The trust and confidence of Malay/Muslim Singaporeans has enabled the Government to work with the community to tackle key challenges in the past, Minister-in- charge of Muslim Affairs Yaacob Ibrahim told the House.
This link between state and community has strengthened over the years, and allowed the community to thrive, he added, calling for an even stronger partnership to tackle difficult challenges ahead.
One such challenge is that of a rapidly evolving and volatile economy, and Dr Yaacob said businesses and workers have to be "more productive, adaptive and committed to continual upgrading".
"Without this commitment, the consequences will be grave. We may have a pool of well-meaning, hard-working workers, but they lack the skill sets to compete and do well in the new economy," he said.
Mr Zainal Sapari (Pasir Ris-Punggol GRC) noted the number of Malay workers undergoing skills upgrading training is "still low" compared with the other communities.
Without this commitment, the consequences will be grave.

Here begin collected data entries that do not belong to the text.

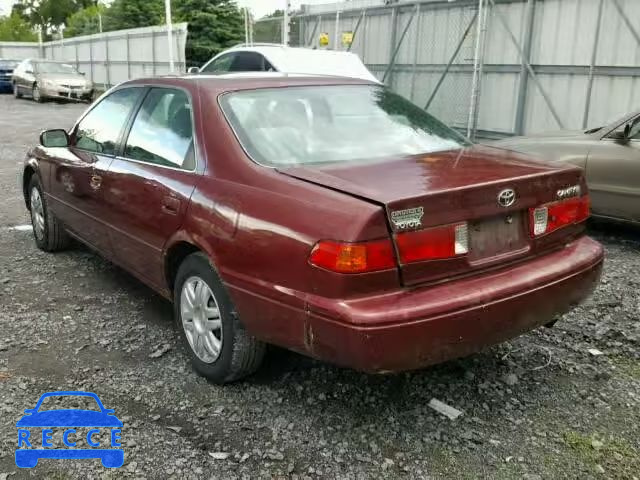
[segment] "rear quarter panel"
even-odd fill
[[[208,112],[207,170],[172,241],[189,241],[209,255],[252,334],[304,350],[307,296],[357,295],[357,289],[345,290],[340,280],[331,281],[333,274],[309,265],[312,247],[320,239],[387,237],[383,209],[253,163],[215,97],[203,95],[201,101]],[[360,288],[390,280],[397,285],[397,274],[369,274],[366,280]]]

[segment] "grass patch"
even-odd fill
[[[635,358],[615,356],[611,357],[611,361],[616,369],[631,378],[640,379],[640,360]]]
[[[630,479],[640,472],[640,453],[625,440],[574,431],[563,438],[583,463],[591,468],[601,465],[608,477]]]

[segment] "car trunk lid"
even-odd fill
[[[494,266],[561,243],[561,234],[540,244],[531,238],[528,209],[558,200],[560,189],[584,187],[575,167],[485,146],[279,171],[381,205],[396,249],[403,232],[466,223],[469,253],[464,256],[411,263],[399,256],[405,285]],[[515,192],[514,203],[501,205],[498,196],[509,190]]]

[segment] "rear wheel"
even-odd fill
[[[48,208],[42,184],[38,175],[33,175],[29,182],[29,209],[33,237],[40,250],[55,252],[69,244],[69,237],[64,226]]]
[[[33,88],[31,89],[31,96],[33,97],[34,102],[42,103],[42,93],[40,92],[40,87],[37,83],[33,84]]]
[[[18,85],[13,84],[13,98],[22,98],[22,94],[18,90]]]
[[[194,253],[180,265],[174,309],[199,374],[222,384],[250,375],[260,366],[265,345],[245,330],[204,254]]]

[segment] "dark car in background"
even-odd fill
[[[6,93],[13,90],[11,77],[18,63],[20,63],[18,60],[0,58],[0,92]]]
[[[13,72],[13,95],[28,95],[38,103],[47,99],[89,102],[93,83],[69,63],[28,58]]]
[[[271,343],[368,372],[541,325],[595,288],[584,172],[473,145],[365,80],[138,79],[31,149],[36,244],[79,239],[173,300],[194,367]]]

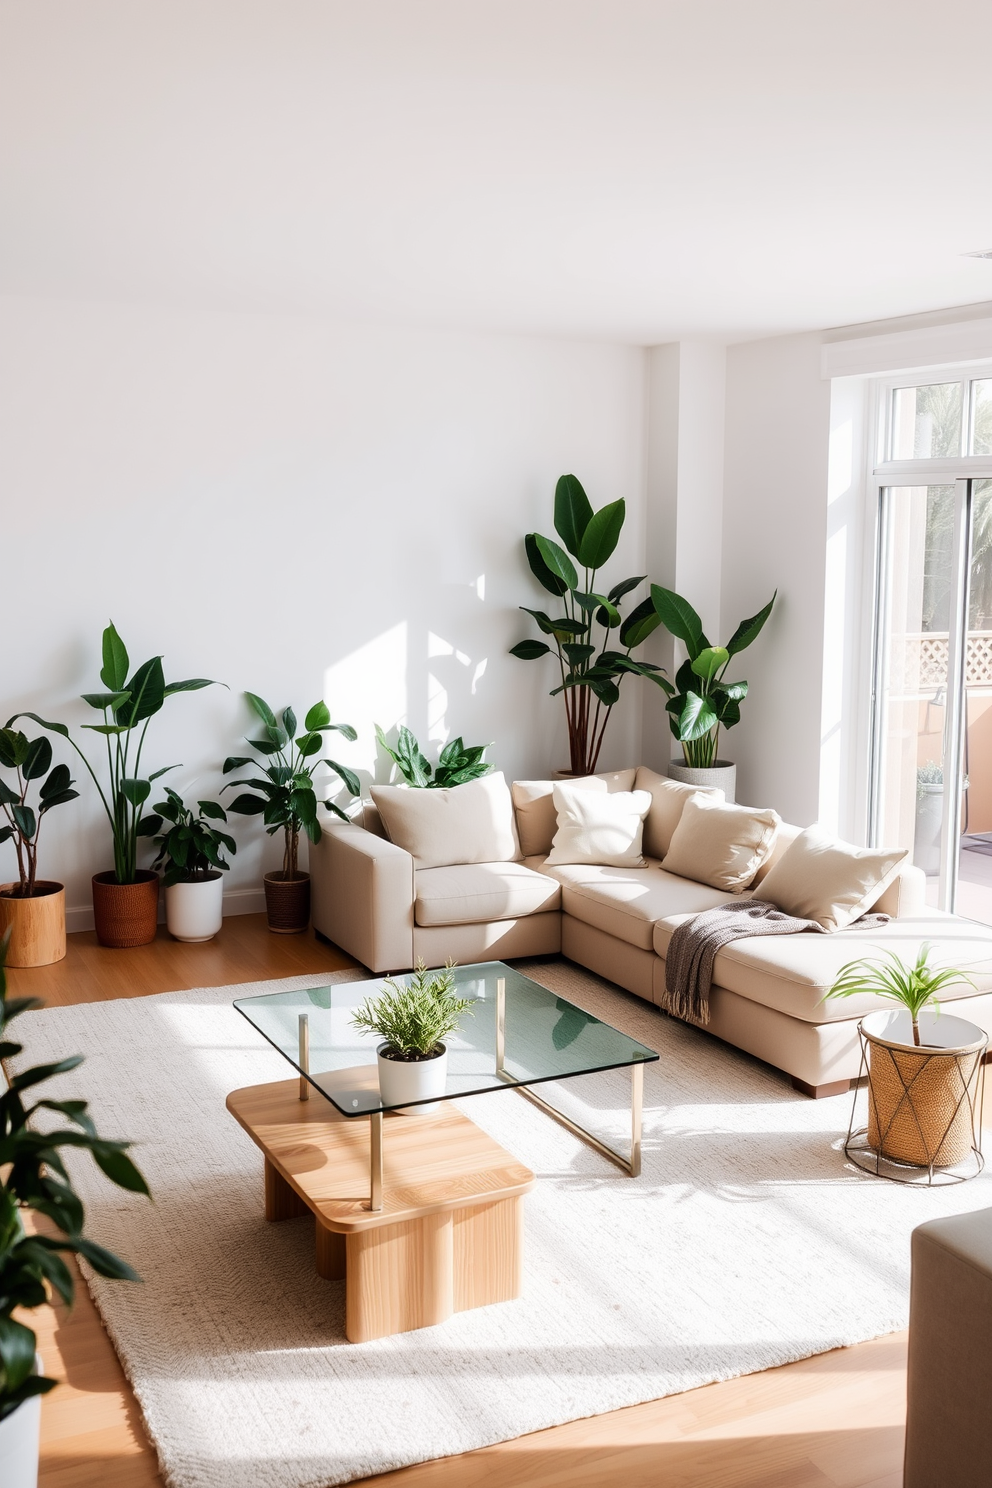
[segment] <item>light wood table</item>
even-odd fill
[[[390,1116],[373,1211],[369,1120],[301,1101],[299,1085],[235,1090],[227,1108],[264,1155],[266,1219],[313,1213],[317,1273],[345,1279],[350,1342],[519,1297],[529,1168],[450,1102],[437,1115]]]

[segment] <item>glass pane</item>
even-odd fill
[[[963,384],[895,388],[890,460],[935,460],[961,453]]]
[[[657,1059],[652,1049],[628,1038],[591,1013],[556,997],[538,982],[500,961],[454,968],[460,997],[472,1000],[457,1033],[445,1039],[448,1050],[446,1099],[533,1085],[592,1070],[616,1069]],[[407,983],[409,975],[394,978]],[[505,1051],[496,1068],[497,981],[505,987]],[[299,1052],[299,1015],[306,1013],[310,1031],[312,1082],[345,1116],[388,1110],[379,1099],[374,1035],[360,1033],[351,1015],[382,988],[382,979],[338,982],[332,987],[298,992],[272,992],[243,997],[234,1006],[295,1069]]]
[[[992,455],[992,378],[971,384],[971,453]]]
[[[886,491],[885,501],[888,613],[880,630],[878,840],[884,847],[909,849],[932,878],[935,901],[954,487],[895,487]]]
[[[992,924],[992,481],[974,481],[971,499],[967,733],[956,908],[970,919]]]

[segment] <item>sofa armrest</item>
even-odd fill
[[[314,929],[371,971],[413,966],[413,858],[349,823],[325,826],[310,846]]]
[[[891,915],[894,920],[915,919],[927,913],[927,877],[922,868],[903,863],[895,878],[875,903],[872,910]]]

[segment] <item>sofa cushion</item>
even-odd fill
[[[730,806],[696,791],[682,808],[663,859],[665,868],[738,894],[771,852],[781,820],[777,811]]]
[[[854,847],[807,827],[762,879],[761,897],[824,930],[843,930],[885,892],[906,856],[904,847]]]
[[[581,775],[565,784],[584,790],[632,791],[636,770],[614,770],[601,775]],[[510,787],[517,818],[520,849],[525,858],[547,857],[558,830],[554,780],[515,780]]]
[[[497,771],[447,790],[374,785],[372,799],[391,842],[418,868],[453,863],[508,863],[522,856],[513,802]]]
[[[658,921],[654,949],[659,956],[667,955],[675,927],[688,918],[688,914],[667,915]],[[806,1023],[840,1023],[892,1007],[892,1003],[875,996],[828,997],[824,1001],[827,989],[846,962],[877,956],[883,950],[913,962],[924,942],[933,947],[931,959],[935,965],[958,967],[975,983],[973,987],[967,982],[948,987],[941,1002],[992,991],[992,926],[938,910],[919,918],[890,920],[874,930],[848,928],[833,935],[804,931],[799,935],[733,940],[717,951],[713,981],[751,1002]]]
[[[651,806],[648,791],[574,790],[561,782],[555,786],[554,803],[558,830],[548,854],[549,865],[645,866],[641,837]]]
[[[419,868],[414,919],[418,925],[477,925],[558,909],[561,888],[523,863],[463,863]]]
[[[672,845],[672,833],[682,817],[682,808],[690,796],[697,791],[704,796],[724,799],[723,791],[715,788],[700,789],[698,785],[683,785],[680,780],[669,780],[667,775],[658,775],[641,765],[634,777],[634,789],[651,792],[651,810],[644,822],[644,852],[649,858],[663,858]]]
[[[546,863],[542,871],[561,883],[566,914],[644,951],[652,949],[654,922],[660,916],[699,914],[730,898],[705,884],[675,878],[659,863],[649,862],[646,868]]]

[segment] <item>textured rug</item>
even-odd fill
[[[94,1238],[144,1284],[91,1278],[171,1488],[325,1488],[766,1369],[906,1323],[909,1235],[992,1205],[992,1179],[908,1189],[849,1166],[850,1097],[784,1077],[565,962],[522,969],[661,1054],[644,1172],[625,1177],[511,1090],[463,1108],[538,1175],[517,1302],[349,1344],[313,1222],[262,1218],[261,1156],[228,1091],[286,1078],[231,1008],[298,977],[26,1014],[30,1062],[133,1139],[154,1203],[77,1164]],[[344,974],[347,976],[348,974]],[[550,1097],[626,1140],[629,1076]],[[388,1141],[388,1128],[387,1128]]]

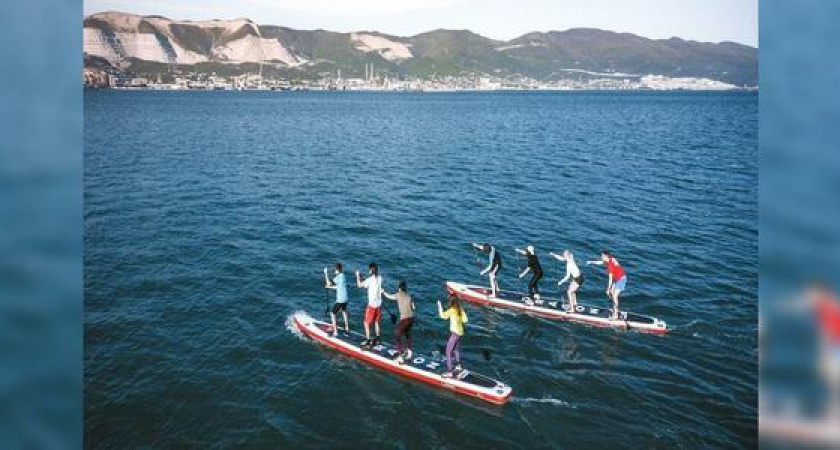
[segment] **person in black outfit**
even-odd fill
[[[528,272],[531,272],[532,274],[531,281],[528,282],[529,298],[525,300],[525,303],[528,305],[533,305],[534,303],[540,304],[542,301],[540,300],[540,287],[538,283],[543,276],[543,270],[540,265],[540,260],[537,259],[537,252],[533,245],[529,245],[525,248],[525,250],[517,248],[516,251],[528,258],[528,267],[519,274],[519,278],[524,277]]]

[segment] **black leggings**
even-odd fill
[[[542,272],[534,272],[534,275],[531,277],[531,281],[528,282],[528,295],[533,297],[534,294],[540,293],[540,287],[537,286],[537,283],[540,282],[542,279]]]

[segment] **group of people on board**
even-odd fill
[[[332,335],[338,336],[338,314],[342,313],[344,318],[344,331],[350,332],[349,320],[347,317],[347,279],[344,276],[344,267],[341,263],[335,264],[333,274],[330,276],[329,271],[324,268],[324,280],[326,288],[334,289],[336,291],[335,303],[330,309],[330,319],[332,320]],[[362,341],[362,348],[370,348],[380,342],[380,322],[382,319],[383,297],[397,303],[399,310],[399,322],[394,328],[394,341],[397,346],[397,356],[394,360],[398,364],[402,364],[412,357],[411,345],[411,329],[414,326],[414,315],[416,306],[414,300],[408,293],[408,285],[405,281],[398,283],[397,291],[392,293],[387,292],[383,288],[382,276],[379,275],[379,267],[376,263],[368,265],[367,277],[362,277],[360,271],[356,271],[356,286],[367,291],[367,306],[365,307],[364,315],[364,329],[365,340]],[[390,310],[385,306],[386,311],[390,315]],[[450,336],[446,343],[446,372],[444,377],[457,376],[463,369],[461,367],[461,352],[460,342],[461,337],[464,336],[465,324],[467,323],[467,314],[461,307],[458,297],[450,296],[449,304],[446,309],[440,301],[437,302],[438,316],[441,319],[449,320]],[[371,328],[373,328],[374,336],[371,338]]]
[[[499,289],[499,271],[502,268],[502,258],[495,246],[489,243],[477,244],[473,242],[473,247],[482,253],[488,254],[487,267],[481,271],[481,275],[487,275],[490,281],[490,295],[497,297]],[[539,282],[544,273],[540,260],[537,257],[536,249],[533,245],[529,245],[524,249],[515,249],[517,253],[523,255],[527,264],[525,269],[519,274],[519,278],[523,278],[528,273],[531,274],[531,279],[528,281],[528,296],[525,298],[525,303],[529,306],[542,304],[540,299]],[[561,279],[557,285],[561,286],[565,282],[569,282],[569,287],[566,290],[566,295],[569,299],[569,311],[577,312],[577,291],[583,286],[584,276],[583,272],[575,262],[575,257],[570,250],[564,250],[562,253],[549,252],[549,256],[557,259],[560,262],[566,263],[566,276]],[[627,273],[619,264],[615,256],[608,250],[602,250],[599,259],[593,261],[586,261],[587,265],[606,265],[607,268],[607,297],[612,300],[613,312],[611,318],[617,320],[619,318],[619,296],[627,287]]]
[[[499,272],[502,269],[502,257],[499,251],[493,245],[488,243],[476,244],[473,243],[476,250],[486,253],[488,255],[488,264],[481,271],[481,275],[487,275],[490,281],[491,296],[496,297],[501,290],[499,289]],[[516,249],[516,252],[522,254],[527,264],[525,269],[519,274],[519,278],[523,278],[527,274],[531,274],[531,279],[528,281],[528,296],[525,302],[528,305],[542,304],[540,298],[539,282],[543,278],[544,272],[540,260],[537,257],[536,249],[533,245],[529,245],[524,249]],[[557,284],[563,285],[567,281],[569,287],[566,290],[566,295],[569,298],[569,311],[577,311],[577,291],[583,286],[584,276],[583,272],[575,262],[575,257],[569,250],[564,250],[562,253],[550,252],[549,256],[558,261],[566,263],[566,275]],[[627,286],[627,274],[624,268],[621,267],[618,260],[607,250],[601,252],[600,259],[594,261],[587,261],[587,265],[606,265],[607,266],[607,296],[612,300],[613,313],[612,319],[619,317],[618,299],[619,295]],[[344,331],[350,332],[350,321],[347,314],[347,278],[344,275],[344,267],[341,263],[335,264],[332,274],[324,268],[324,280],[328,289],[335,290],[335,303],[330,308],[330,319],[332,320],[332,335],[338,336],[340,328],[338,327],[338,318],[341,314],[344,319]],[[376,263],[368,265],[368,273],[363,277],[360,271],[356,271],[356,287],[365,289],[367,292],[367,306],[364,314],[364,330],[365,339],[361,343],[362,348],[370,348],[380,342],[381,329],[380,322],[382,321],[382,308],[385,307],[388,314],[391,315],[387,306],[383,305],[383,298],[389,301],[394,301],[397,304],[399,311],[399,321],[396,322],[394,328],[394,341],[397,347],[397,356],[394,358],[399,364],[412,357],[412,341],[411,330],[414,326],[416,306],[411,295],[408,293],[408,285],[405,281],[398,283],[397,291],[394,293],[387,292],[382,283],[382,276],[379,274],[379,267]],[[461,307],[461,302],[455,295],[450,295],[448,305],[443,307],[440,301],[437,302],[438,316],[441,319],[449,320],[449,339],[446,342],[446,368],[444,377],[457,376],[462,370],[461,367],[461,353],[460,342],[465,333],[465,324],[468,321],[467,313]],[[371,336],[373,331],[373,336]]]

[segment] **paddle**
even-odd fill
[[[555,258],[554,255],[554,252],[549,252],[548,254],[548,256],[554,260],[554,265],[557,267],[557,274],[559,276],[559,274],[562,273],[563,267],[560,265],[560,260]],[[561,301],[563,300],[563,285],[561,285],[559,281],[557,282],[557,296],[560,297]]]
[[[526,255],[523,255],[522,253],[519,253],[519,252],[516,252],[516,254],[519,257],[517,259],[517,261],[519,261],[519,264],[518,264],[519,268],[518,268],[518,272],[516,274],[516,277],[519,278],[519,285],[520,285],[520,289],[522,289],[522,295],[527,296],[528,298],[531,298],[530,292],[528,292],[528,282],[525,281],[524,277],[519,276],[519,274],[524,272],[525,268],[528,267],[528,257]],[[533,274],[531,274],[531,276],[533,276]]]
[[[385,308],[385,311],[388,313],[388,315],[391,316],[391,325],[396,325],[397,316],[395,316],[394,313],[391,312],[391,310],[388,308],[388,304],[385,303],[385,300],[386,299],[382,300],[382,306]]]
[[[482,267],[482,268],[483,268],[483,267],[484,267],[484,264],[482,264],[482,263],[481,263],[481,258],[480,258],[480,257],[479,257],[479,255],[478,255],[478,249],[477,249],[477,248],[475,248],[475,245],[474,245],[474,243],[472,243],[472,242],[470,242],[470,247],[472,247],[472,249],[473,249],[473,256],[475,257],[475,264],[476,264],[478,267]]]
[[[610,294],[606,292],[604,292],[604,295],[606,295],[607,299],[610,301],[610,311],[614,311],[612,297],[610,297]],[[610,317],[612,317],[612,312],[610,312]],[[618,316],[615,318],[615,320],[621,320],[621,310],[618,311]],[[624,323],[626,324],[627,320],[624,320]]]
[[[326,280],[329,280],[330,278],[327,275],[327,271],[328,271],[327,268],[324,267],[324,278]],[[327,284],[329,285],[329,283],[327,283]],[[327,289],[327,307],[326,307],[326,309],[324,309],[324,314],[329,316],[330,315],[330,289],[328,287],[326,289]]]

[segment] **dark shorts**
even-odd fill
[[[578,287],[583,286],[583,274],[580,274],[580,276],[577,278],[572,278],[572,281],[577,283]]]
[[[338,314],[339,311],[347,312],[347,302],[336,303],[335,305],[333,305],[332,313],[333,314]]]
[[[414,317],[400,320],[397,328],[394,330],[394,335],[399,339],[401,336],[411,338],[411,326],[414,325]]]

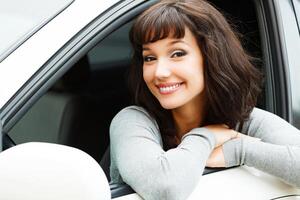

We may have a pool of well-meaning, hard-working workers, but they lack the skill sets to compete and do well in the new economy.
MINISTER-IN-CHARGE OF MUSLIM AFFAIRS YAACOB IBRAHIM, on how firms and workers must commit to upgrading
"This can affect the ability of our Malay workers to get good jobs when Singapore's economy undergoes renewal," he said.
Dr Yaacob said the current challenges are not insurmountable. He cited how the consultation and engagement between Government and community led to, for instance, Mendaki being formed in 1982 to address the under-achievement of Malay students. More recently, initiatives to raise the education quality in madrasahs were announced.
Such state-community engagement on sensitive matters is not unique to the Malay/Muslim community, he said, citing the relaxation of rules on live music in the Thaipusam procession after over 40 years. There was some measure of give-and-take, but importantly, "an openness and appreciation of needs and constraints as state and community worked together to arrive at the best possible solution".
The perspectives of the Government and communities may not always be aligned, but "we want to work with the community to realise multiple possibilities, and to dabble less in narrow binaries", he added.
"It is how we manage those differences to allow for a greater plurality of views and ideas, and yet not pull the society apart," Dr Yaacob said.
"It is always easier to dismiss differences for their perceived potential divisive effects. But it is far more enlightened and progressive to look for ways to accommodate some of the differences in order to enlarge the common ground."